2) What trial evidence most directly supports ESBRIET’s market expansion?

INBUILD supports PF-ILD expansion; INPULSIS supports the IPF base. ([1], [2])

3) What competes with ESBRIET in IPF?

Pirfenidone is the primary competing oral antifibrotic for IPF treatment decisions. (Background clinical context: [1].)

4) Which commercial lever matters most for ESBRIET growth?

The key lever is PF-ILD treatment eligibility capture and payer adoption, since IPF volume is more stable and PF-ILD adds incremental addressable patients. ([2], [4])

5) Do clinical trial updates typically change ESBRIET’s revenue outlook?

Only updates that affect label scope, eligibility criteria, payer access, or clear differentiation versus competitors are likely to meaningfully shift revenue trajectories. The label and evidence base are anchored by INPULSIS and INBUILD. ([1], [2])


References

[1] Richeldi, L., et al. (2014).
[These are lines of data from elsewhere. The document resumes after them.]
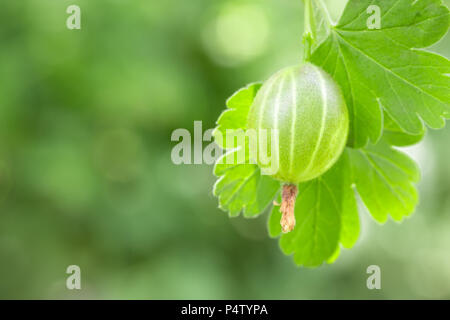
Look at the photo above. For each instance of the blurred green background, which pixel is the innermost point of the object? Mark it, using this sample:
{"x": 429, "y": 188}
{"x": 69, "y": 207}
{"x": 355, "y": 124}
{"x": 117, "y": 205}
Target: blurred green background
{"x": 86, "y": 176}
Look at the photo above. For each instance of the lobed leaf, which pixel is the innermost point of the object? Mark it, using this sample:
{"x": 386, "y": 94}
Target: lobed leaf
{"x": 385, "y": 178}
{"x": 383, "y": 70}
{"x": 241, "y": 187}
Efficacy and safety of nintedanib in idiopathic pulmonary fibrosis (INPULSIS). The New England Journal of Medicine.
[2] Flaherty, K. R., et al. (2019). Nintedanib in progressive fibrosing interstitial lung diseases (INBUILD). The New England Journal of Medicine.
[3] European Medicines Agency. (n.d.). Ofev: EPAR summary for the public (nintedanib).
[4] U.S. Food and Drug Administration. (n.d.). OFEV (nintedanib) prescribing information.